A determinare il destino di Lampedusa, la sua collocazione geografica, alla frontiera meridionale dell’Europa. Meno di cento chilometri la separano dalle coste tunisine e questo la rende una meta privilegiata per migliaia di migranti in fuga da guerra o povertà.

I primi sbarchi risalgono alla metà degli anni Novanta. Nel 2000, sono 239 e aumentano di anno in anno fino al record di 36mila nel 2008. Poi diminuiscono, ma le rivolte nel mondo arabo provocano una nuova impennata. Gli arrivi sono più di ventimila quest’anno. Cinquemila in una sola settimana, su una popolazione di 6000 abitanti. Quanto basta per creare una situazione esplosiva.

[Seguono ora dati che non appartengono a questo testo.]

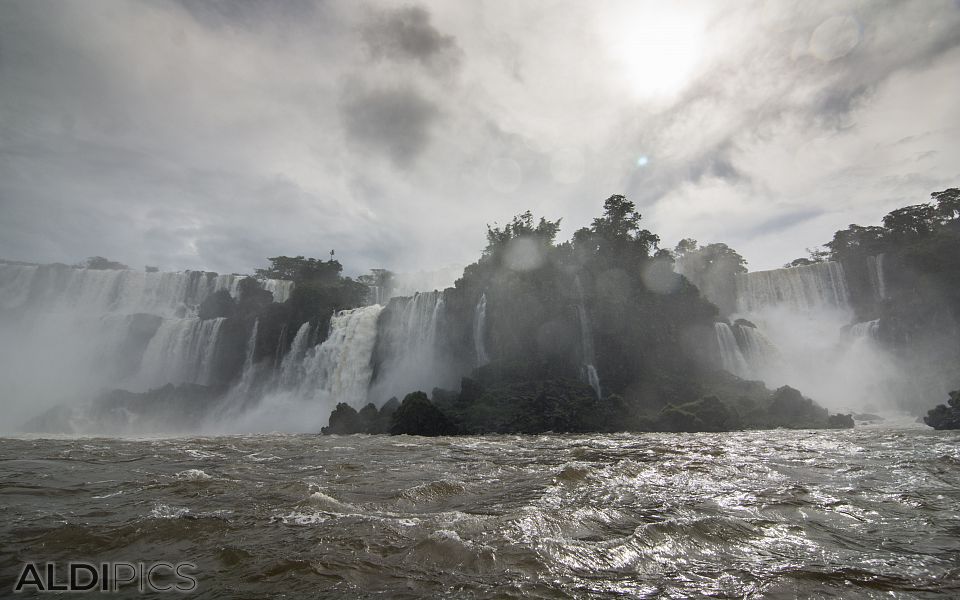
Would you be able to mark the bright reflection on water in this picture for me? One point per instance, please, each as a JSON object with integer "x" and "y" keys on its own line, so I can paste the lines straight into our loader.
{"x": 869, "y": 513}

Concetta Billeci, residente: “Lo sa il governo che noi stiamo mandando via i bambini? Non lo sa il governo. La maggior parte di noi mamme manda via dai parenti i bambini perché l’aria qui non è più respirabile”.

Uno dei problemi che assillano gli isolani è il rischio di un’emergenza sanitaria, con l’eventualità che si diffondano epidemie. Il centro di identificazione ed espulsione, costruito per ospitare 820 persone, è largamente insufficiente. Perciò, fuori dalle sue mura sono accampati in quattromila, senza servizi igienici. E il comune non riesce a dare da mangiare a tutti.

Al dramma umano si aggiunge quello ecologico. Migliaia di rifiuti finiscono ogni giorno in mare, minando le basi su cui si fonda l’economia dell’isola. Lampedusa vive di pesca e turismo. La prima è entrata in crisi da tempo, in parte perché il pesce inizia a scarseggiare, e in parte a causa della concorrenza dei pescherecci tunisini. Quanto al turismo, era rinato nel 2009, con il crollo degli sbarchi. Ma adesso la stagione rischia di essere condannata.

Salvatore Martello, imprenditore ed ex sindaco di Lampedusa: “Non è che si può passare da ottocento e seimila, perché altrimenti si rompono gli equilibri. E come si rompono gli equilibri nel centro, si rompono gli equilibri anche nei confronti di una cittadinanza che è piccola e che ha bisogno di vivere tranquillamente”.

Lampedusa attende la solidarietà delle altre regioni italiane e quella dell’Europa. Nel frattempo, non può che stringere i denti.